# Food101 Challenge

**Task:**<br>Food 101 is a labelled data set with 101 different food classes. Each food class contains 1000 images. Using the data provided,  a Machine Learning Model that can classify 3 classes in Food 101 dataset is created.

**The Setting:**
<br>**Classes: **(Apple_pie, Baby_back_ribs, Baklava)
<br>**Epoches: **100
<br>**Batch_size:** 64

In [None]:
import pandas as pd
import numpy as np
import keras
import glob
import matplotlib.pyplot as plt
import scipy
import seaborn as sns
from mlxtend.preprocessing import minmax_scaling
from sklearn.metrics import roc_curve, auc

from tensorflow.keras.utils import to_categorical
from keras.models import Sequential, Model
from keras.layers import Dense, Dropout, Flatten, Conv2D, MaxPool2D, GlobalAveragePooling2D, Input, BatchNormalization, Multiply, Activation
from keras.optimizers import RMSprop, SGD
from keras.regularizers import l2
from tensorflow.keras.preprocessing.image import ImageDataGenerator
from keras.utils import plot_model
from keras.callbacks import ReduceLROnPlateau, ModelCheckpoint, EarlyStopping
from sklearn.metrics import accuracy_score
from sklearn.metrics import confusion_matrix
from keras import backend as K

import os

#### Get the paths of the images and the train-test image files for each category

In [None]:
import glob
import os

# Base folders
train_path = r"C:\Users\shett\Downloads\Food-Classification-master\archive\training"
test_path  = r"C:\Users\shett\Downloads\Food-Classification-master\archive\testing"  # if you have testing folder

# Classes
food = ['Vegetable-Fruit', 'Soup', 'Seafood']

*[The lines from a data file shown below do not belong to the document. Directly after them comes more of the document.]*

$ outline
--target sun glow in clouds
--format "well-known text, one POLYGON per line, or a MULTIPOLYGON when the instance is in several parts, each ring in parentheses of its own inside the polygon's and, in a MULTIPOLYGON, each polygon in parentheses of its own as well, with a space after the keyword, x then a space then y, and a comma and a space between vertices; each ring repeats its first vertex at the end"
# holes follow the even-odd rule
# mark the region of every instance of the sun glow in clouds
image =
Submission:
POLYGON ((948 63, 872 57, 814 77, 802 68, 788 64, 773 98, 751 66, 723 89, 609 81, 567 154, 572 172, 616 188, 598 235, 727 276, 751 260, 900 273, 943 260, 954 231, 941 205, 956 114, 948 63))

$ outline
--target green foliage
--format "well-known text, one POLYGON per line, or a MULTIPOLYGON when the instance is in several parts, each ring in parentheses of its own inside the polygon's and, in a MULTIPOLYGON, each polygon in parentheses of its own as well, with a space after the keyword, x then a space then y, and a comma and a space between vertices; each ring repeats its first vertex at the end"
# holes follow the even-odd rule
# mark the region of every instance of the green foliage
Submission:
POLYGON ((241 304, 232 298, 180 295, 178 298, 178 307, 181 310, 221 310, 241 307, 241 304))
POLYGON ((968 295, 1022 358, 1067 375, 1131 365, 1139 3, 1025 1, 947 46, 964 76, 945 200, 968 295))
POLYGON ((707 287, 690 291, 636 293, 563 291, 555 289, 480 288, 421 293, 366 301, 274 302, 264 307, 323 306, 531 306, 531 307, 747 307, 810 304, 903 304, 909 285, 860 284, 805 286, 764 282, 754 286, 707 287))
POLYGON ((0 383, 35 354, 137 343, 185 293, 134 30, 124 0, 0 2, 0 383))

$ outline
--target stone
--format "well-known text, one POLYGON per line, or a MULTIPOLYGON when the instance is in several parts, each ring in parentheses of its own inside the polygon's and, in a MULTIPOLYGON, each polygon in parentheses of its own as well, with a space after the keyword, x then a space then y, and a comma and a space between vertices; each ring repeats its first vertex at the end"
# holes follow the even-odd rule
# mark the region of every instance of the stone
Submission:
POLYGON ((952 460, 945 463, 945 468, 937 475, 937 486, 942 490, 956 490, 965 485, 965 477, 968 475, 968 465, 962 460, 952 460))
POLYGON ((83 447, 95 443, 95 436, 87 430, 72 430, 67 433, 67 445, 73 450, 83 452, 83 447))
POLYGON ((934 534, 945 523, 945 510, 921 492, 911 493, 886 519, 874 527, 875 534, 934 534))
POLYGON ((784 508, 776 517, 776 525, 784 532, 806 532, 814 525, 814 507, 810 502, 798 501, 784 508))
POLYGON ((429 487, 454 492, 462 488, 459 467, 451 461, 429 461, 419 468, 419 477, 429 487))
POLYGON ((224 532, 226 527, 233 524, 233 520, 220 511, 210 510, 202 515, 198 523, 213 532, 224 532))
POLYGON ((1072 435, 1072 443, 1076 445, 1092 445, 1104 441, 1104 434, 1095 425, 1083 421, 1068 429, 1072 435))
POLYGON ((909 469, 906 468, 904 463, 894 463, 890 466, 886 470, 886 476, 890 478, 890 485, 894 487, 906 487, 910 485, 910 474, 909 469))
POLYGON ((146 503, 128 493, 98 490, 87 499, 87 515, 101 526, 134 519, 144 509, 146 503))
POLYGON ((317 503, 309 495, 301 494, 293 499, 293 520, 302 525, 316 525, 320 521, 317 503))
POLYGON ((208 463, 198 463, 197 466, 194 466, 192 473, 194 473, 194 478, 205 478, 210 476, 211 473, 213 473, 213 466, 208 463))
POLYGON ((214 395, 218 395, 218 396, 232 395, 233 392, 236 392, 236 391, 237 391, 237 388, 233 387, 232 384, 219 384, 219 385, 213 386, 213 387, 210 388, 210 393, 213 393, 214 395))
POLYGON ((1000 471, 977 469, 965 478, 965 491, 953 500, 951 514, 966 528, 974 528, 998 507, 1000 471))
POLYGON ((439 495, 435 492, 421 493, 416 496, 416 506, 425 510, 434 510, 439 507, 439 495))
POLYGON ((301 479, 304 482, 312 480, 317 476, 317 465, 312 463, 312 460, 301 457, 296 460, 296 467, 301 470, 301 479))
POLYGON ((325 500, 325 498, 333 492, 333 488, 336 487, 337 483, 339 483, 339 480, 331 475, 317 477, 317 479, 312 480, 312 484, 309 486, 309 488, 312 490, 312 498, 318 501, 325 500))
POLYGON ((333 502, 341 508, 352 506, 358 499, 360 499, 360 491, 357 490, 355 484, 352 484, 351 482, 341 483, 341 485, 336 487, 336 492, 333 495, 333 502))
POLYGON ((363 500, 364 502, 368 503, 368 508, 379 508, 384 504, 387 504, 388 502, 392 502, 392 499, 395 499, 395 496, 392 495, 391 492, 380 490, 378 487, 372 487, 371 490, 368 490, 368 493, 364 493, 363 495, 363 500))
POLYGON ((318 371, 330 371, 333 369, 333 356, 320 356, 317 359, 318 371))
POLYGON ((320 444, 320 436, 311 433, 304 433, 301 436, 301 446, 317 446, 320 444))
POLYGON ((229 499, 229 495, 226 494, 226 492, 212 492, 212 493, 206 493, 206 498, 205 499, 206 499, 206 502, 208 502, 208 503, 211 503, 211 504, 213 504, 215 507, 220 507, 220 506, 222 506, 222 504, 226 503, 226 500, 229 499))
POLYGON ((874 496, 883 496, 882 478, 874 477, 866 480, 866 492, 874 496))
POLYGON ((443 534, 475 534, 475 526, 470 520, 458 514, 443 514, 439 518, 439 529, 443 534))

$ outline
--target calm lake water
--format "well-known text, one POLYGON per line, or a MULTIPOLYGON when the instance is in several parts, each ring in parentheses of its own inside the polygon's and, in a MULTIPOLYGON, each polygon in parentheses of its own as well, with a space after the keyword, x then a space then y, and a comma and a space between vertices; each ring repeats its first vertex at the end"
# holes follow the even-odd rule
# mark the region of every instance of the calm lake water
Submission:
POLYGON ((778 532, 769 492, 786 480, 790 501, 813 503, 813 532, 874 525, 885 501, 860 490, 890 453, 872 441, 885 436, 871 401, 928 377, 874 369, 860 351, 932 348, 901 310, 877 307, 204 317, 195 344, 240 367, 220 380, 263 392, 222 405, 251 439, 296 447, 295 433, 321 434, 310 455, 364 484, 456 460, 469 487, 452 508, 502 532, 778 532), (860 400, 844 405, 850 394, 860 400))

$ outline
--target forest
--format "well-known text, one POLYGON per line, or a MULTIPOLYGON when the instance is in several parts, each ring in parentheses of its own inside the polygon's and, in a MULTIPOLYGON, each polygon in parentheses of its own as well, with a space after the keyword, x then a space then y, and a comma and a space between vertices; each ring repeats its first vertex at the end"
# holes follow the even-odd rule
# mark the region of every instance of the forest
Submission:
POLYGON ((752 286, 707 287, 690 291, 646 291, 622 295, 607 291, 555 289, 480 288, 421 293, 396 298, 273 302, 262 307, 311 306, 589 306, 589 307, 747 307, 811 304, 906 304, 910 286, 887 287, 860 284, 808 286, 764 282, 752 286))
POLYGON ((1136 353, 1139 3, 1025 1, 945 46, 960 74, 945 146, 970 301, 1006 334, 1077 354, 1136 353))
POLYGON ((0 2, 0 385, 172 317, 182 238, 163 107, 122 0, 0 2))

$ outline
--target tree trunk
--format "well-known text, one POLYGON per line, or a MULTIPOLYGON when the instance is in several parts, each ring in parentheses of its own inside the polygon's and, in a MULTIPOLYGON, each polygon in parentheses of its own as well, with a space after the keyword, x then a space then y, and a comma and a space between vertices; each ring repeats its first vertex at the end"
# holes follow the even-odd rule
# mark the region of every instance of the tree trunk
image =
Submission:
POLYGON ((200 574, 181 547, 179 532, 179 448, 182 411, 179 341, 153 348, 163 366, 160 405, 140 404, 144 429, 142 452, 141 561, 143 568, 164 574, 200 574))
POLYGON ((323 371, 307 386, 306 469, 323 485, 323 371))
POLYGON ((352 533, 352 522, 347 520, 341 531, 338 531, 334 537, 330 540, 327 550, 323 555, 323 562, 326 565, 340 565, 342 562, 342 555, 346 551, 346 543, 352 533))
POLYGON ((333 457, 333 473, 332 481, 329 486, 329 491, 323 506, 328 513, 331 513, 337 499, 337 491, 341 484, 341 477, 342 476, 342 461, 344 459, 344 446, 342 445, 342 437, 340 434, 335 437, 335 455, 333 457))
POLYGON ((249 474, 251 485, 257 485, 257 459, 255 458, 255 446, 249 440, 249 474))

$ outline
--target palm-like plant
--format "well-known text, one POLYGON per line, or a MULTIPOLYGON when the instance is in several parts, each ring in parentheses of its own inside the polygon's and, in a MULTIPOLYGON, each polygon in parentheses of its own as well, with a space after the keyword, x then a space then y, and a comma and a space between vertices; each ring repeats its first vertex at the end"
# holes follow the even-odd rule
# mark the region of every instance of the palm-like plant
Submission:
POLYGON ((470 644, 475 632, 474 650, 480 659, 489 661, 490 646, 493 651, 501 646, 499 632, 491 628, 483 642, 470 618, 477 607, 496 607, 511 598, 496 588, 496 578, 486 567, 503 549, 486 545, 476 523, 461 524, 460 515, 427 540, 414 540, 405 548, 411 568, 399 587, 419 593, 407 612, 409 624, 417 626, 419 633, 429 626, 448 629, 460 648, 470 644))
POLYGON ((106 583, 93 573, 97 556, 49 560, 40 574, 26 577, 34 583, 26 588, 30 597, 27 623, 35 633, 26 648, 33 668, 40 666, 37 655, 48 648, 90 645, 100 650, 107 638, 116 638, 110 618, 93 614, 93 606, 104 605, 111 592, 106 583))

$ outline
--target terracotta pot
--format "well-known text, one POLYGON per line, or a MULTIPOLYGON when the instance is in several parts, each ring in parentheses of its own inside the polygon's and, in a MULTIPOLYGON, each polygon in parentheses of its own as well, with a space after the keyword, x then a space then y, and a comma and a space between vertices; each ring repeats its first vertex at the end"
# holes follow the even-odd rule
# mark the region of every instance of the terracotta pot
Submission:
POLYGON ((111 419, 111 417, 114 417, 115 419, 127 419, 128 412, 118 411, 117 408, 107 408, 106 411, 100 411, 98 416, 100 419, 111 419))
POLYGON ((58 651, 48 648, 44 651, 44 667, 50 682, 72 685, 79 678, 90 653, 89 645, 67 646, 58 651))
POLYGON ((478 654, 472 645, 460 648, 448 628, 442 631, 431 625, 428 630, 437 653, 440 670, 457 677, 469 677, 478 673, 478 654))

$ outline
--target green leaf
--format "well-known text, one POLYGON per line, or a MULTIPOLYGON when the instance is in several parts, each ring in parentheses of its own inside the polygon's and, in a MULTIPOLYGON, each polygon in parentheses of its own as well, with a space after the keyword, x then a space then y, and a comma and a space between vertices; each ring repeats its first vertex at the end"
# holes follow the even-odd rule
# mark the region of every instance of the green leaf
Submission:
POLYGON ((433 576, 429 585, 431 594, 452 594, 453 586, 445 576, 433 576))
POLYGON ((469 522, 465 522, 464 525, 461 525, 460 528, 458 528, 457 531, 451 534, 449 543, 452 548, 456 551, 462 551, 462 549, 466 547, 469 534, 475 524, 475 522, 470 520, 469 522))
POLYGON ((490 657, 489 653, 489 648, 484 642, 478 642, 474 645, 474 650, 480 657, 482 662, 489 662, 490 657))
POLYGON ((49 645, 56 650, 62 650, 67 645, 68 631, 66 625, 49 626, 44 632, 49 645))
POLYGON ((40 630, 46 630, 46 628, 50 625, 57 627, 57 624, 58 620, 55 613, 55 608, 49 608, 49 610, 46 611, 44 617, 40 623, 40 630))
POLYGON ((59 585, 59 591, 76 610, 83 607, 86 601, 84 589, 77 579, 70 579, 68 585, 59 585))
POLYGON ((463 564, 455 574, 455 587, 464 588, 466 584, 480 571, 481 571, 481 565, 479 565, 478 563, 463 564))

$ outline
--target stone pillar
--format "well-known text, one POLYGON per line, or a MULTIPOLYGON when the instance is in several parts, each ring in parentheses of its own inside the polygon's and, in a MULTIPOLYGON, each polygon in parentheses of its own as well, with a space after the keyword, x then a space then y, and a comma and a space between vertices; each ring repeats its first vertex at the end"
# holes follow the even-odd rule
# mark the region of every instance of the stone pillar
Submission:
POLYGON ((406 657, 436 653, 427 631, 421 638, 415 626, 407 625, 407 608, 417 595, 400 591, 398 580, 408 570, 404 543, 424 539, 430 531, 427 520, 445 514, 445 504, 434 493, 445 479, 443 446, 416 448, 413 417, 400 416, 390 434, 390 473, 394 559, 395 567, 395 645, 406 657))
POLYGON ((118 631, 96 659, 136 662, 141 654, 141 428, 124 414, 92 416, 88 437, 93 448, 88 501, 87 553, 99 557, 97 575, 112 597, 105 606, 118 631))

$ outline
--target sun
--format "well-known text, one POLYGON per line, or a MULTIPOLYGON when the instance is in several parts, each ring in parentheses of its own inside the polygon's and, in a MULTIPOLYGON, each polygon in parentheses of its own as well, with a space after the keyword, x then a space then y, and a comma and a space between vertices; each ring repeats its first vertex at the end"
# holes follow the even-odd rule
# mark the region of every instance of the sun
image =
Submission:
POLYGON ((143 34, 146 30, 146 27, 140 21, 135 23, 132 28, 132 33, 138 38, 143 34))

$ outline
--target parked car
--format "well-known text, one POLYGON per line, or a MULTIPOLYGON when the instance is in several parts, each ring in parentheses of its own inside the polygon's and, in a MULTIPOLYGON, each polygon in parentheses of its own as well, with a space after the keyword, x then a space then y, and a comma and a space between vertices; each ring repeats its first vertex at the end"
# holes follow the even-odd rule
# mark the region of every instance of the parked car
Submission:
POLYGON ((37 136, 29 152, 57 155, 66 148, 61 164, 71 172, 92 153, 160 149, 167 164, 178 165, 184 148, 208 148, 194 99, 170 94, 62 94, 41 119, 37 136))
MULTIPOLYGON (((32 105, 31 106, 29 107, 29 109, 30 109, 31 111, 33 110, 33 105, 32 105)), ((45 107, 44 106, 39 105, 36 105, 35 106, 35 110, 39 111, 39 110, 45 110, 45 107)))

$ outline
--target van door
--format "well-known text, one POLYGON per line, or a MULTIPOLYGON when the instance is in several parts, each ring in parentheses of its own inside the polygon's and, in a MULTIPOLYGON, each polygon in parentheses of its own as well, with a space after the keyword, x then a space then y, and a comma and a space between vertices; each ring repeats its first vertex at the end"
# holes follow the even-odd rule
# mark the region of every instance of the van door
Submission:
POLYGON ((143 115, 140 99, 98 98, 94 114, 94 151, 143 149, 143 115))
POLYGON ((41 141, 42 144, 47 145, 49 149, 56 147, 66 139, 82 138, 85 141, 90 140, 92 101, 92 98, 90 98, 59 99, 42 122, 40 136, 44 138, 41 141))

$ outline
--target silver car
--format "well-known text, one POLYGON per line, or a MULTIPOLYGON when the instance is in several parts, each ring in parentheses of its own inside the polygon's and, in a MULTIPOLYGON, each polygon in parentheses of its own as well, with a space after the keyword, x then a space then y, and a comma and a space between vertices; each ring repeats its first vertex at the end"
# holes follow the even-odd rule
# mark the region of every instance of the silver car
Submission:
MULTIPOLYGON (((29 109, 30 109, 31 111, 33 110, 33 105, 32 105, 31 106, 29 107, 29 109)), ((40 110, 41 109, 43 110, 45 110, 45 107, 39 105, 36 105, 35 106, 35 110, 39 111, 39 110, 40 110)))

train_path = r"C:\Users\shett\Downloads\Food-Classification-master\archive\training"
test_path  = r"C:\Users\shett\Downloads\Food-Classification-master\archive\testing"

f_veg   = glob.glob(os.path.join(train_path, 'Vegetable-Fruit', "*"))
f_soup  = glob.glob(os.path.join(train_path, 'Soup', "*"))
f_sea   = glob.glob(os.path.join(train_path, 'Seafood', "*"))

print('Number of images per class:')
print(f'Vegetable-Fruit: {len(f_veg)}')
print(f'Soup: {len(f_soup)}')
print(f'Seafood: {len(f_sea)}')



# EDA

#### Let's get an idea of the images of the 3 categories. As we see here, the quality of the images are not very good: with different background (noise), different lightings and even wrong labels (e.g. empty plate in the first pic of the baklava, missing apple pie in the last apple pie pic).

In [None]:
# preview some images of each class
n = min(7, len(f_veg), len(f_soup), len(f_sea))  # ensure we don't exceed available images
fig, axes = plt.subplots(3, n, figsize=(20, 10))

for i in range(n):
    axes[0, i].imshow(plt.imread(f_veg[i]))
    axes[0, i].set_title('Vegetable-Fruit')
    axes[0, i].axis('off')
    
    axes[1, i].imshow(plt.imread(f_soup[i]))
    axes[1, i].set_title('Soup')
    axes[1, i].axis('off')
    
    axes[2, i].imshow(plt.imread(f_sea[i]))
    axes[2, i].set_title('Seafood')
    axes[2, i].axis('off')

plt.tight_layout()
plt.show()


#### The images are of different sizes and aspect ratio, with at least one side of 512 pixels.

In [None]:
import matplotlib.pyplot as plt

min_len = min(len(f_veg), len(f_soup), len(f_sea))

for i in range(min_len):
    h1, w1, c1 = plt.imread(f_veg[i]).shape
    h2, w2, c2 = plt.imread(f_soup[i]).shape
    h3, w3, c3 = plt.imread(f_sea[i]).shape
    
    plt.scatter(h1, w1, c='r', marker='x', alpha=0.5)
    plt.scatter(h2, w2, c='c', marker='o', alpha=0.5)
    plt.scatter(h3, w3, c='b', marker='v', alpha=0.5)

plt.title('Image Size')
plt.xlabel('Height')
plt.ylabel('Width')
plt.legend(('Vegetable-Fruit','Soup','Seafood'))
plt.show()


# Data Augmentation

#### In order to avoid overfitting problem and to expand the dataset. Image data generator from Keras is used for image tranformation.

In [None]:
from tensorflow.keras.preprocessing.image import ImageDataGenerator

# Data augmentation for training set
train_datagen = ImageDataGenerator(
    featurewise_center=False,
    samplewise_center=False,
    featurewise_std_normalization=False,
    samplewise_std_normalization=False,
    zca_whitening=False,
    rotation_range=5,
    width_shift_range=0.05,
    height_shift_range=0.05,
    shear_range=0.2,
    zoom_range=0.2,
    channel_shift_range=0.,
    fill_mode='nearest',
    cval=0.,
    horizontal_flip=True,
    vertical_flip=False,
    rescale=1/255.0
)

train_generator = train_datagen.flow_from_directory(
    "../input/food102/food101/food101/train",
    target_size=(224,224),
    batch_size=64
)

# Only rescaling for test set
test_datagen = ImageDataGenerator(rescale=1/255.0)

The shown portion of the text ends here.